On reste évidemment dans le produit de luxe, le long-métrage assez touffu, captivant, riche de quelques scènes brillantes (celle du massacre en laboratoire, pétrifiante, celle de l’entretien avec la psy). Aux commandes du film, le scénariste des épisodes précédents, Tony Gilroy, dont on avait plutôt apprécié la première réalisation, Michael Clayton, pour son classicisme élégant. Il était dès lors possible d’espérer, après la caméra tremblante, disons sismique de Paul Greengrass, non pas forcément un retour à la forme carrée du beau premier épisode, mais quelque chose approchant. Or tout ici se boursoufle à mesure que le film se creuse. Gros film, mais fragilisé par ses sapes : la première moitié, par exemple, s’écartèle entre les bureaux feutrés de la CIA, avec ses têtes pensantes, et les scènes d’entraînement de Jeremy Renner dans la neige du Grand Nord. Avec ce montage alterné, le rythme et la dramaturgie toussent, ce sont des coupures bleutées et dialoguées dans une continuité de blanc et de silence, comme si la pensée et l’action n’entretenaient plus aucun rapport. Le héros est ici plus profondément ancré dans l’Amérique, terrienne et minérale, plus fort et tout à la fois plus dépendant de patrons toujours plus haut placés ; c’est un junkie de la CIA qui cherche à se désintoxiquer. Le film ne fonctionne vraiment que lorsque toutes ces boursouflures se dégonflent un peu, que les big boss se rapprochent de leurs cibles (via leurs sous-fifres) et que les cibles se montrent un tout petit peu vulnérables (voir notamment les deux scènes citées plus haut). Ces angles arrondis, la mise en scène trouve ses marques, ainsi que le montage, moins « alterné », nous ôtant ce sentiment, par ailleurs malheureusement dominant, d’un univers aussi testostéroné que distancé et froid, comme de l’action en aquarium.

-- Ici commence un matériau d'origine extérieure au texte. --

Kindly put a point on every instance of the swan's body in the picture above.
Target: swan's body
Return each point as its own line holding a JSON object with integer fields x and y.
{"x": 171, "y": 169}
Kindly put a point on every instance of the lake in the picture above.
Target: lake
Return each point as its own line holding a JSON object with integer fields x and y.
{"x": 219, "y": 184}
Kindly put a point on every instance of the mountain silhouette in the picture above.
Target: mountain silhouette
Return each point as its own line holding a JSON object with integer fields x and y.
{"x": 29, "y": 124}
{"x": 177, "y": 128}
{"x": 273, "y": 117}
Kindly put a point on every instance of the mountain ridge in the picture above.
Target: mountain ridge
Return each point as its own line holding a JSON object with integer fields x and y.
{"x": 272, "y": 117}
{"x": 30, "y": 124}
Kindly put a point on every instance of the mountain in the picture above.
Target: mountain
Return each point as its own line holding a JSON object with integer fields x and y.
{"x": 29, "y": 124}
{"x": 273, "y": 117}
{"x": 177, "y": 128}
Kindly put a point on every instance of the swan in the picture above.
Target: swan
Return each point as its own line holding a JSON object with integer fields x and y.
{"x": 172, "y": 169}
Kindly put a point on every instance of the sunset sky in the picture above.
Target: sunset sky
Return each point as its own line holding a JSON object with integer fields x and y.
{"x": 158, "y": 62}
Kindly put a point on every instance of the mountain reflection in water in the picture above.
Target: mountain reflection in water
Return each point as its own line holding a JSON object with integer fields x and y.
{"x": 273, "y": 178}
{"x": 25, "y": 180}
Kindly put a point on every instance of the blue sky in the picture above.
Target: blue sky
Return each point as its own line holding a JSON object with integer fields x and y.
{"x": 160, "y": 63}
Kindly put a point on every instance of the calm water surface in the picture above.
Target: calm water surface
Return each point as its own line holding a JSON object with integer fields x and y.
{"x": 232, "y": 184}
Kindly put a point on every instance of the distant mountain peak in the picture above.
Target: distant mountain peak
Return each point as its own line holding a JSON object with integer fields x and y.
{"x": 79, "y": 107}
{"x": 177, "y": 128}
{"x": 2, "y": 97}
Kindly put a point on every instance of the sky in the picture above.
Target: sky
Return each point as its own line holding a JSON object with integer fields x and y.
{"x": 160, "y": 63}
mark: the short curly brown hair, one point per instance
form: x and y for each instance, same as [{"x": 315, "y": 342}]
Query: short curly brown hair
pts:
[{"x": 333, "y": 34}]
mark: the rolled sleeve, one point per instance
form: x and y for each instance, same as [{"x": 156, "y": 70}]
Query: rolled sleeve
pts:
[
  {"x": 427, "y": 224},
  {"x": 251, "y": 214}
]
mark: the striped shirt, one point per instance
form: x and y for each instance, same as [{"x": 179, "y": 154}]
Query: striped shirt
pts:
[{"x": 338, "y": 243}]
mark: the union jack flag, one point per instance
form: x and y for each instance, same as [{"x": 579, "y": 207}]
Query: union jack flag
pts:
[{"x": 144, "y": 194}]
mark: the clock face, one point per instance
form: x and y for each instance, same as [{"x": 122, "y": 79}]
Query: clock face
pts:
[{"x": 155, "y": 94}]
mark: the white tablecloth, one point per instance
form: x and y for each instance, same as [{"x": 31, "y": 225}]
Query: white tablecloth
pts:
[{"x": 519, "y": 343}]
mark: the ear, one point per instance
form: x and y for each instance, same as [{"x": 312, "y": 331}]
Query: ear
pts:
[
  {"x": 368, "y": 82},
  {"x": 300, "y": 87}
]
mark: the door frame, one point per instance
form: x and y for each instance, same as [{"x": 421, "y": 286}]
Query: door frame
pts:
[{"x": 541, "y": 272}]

La saga Jason Bourne reposait sur un montage simpliste mais très efficace (action hero dans l’enfer urbain d’un côté, cerveaux manipulateurs avec écrans de surveillance de l’autre) : dans ces films, comme plus généralement dans ceux l’imaginaire du complot, l’organisme occulte fonde son pouvoir sur sa capacité à désolidariser le mouvement de l’idée, l’action de la pensée (elle pense pour ses agents, qui exécutent). Pourquoi a-t-on pris Bourne en chasse ? Parce qu’au désarroi de la CIA, il agissait et pensait à la fois ; il réunissait les deux, il fut un agent, presque au sens grammatical, et un beau jour il est devenu sujet. Jeremy Renner, dans Jason Bourne : l’héritage, devient-il véritablement sujet, c’est toute la question : la présence de Rachel Weisz, qui prend en charge tout ce qui concerne les choses de l’esprit (mais surtout le visage inexpressif de l’acteur, sur lequel tous les événements ont l’air de glisser pareil) nous en feraient plutôt douter.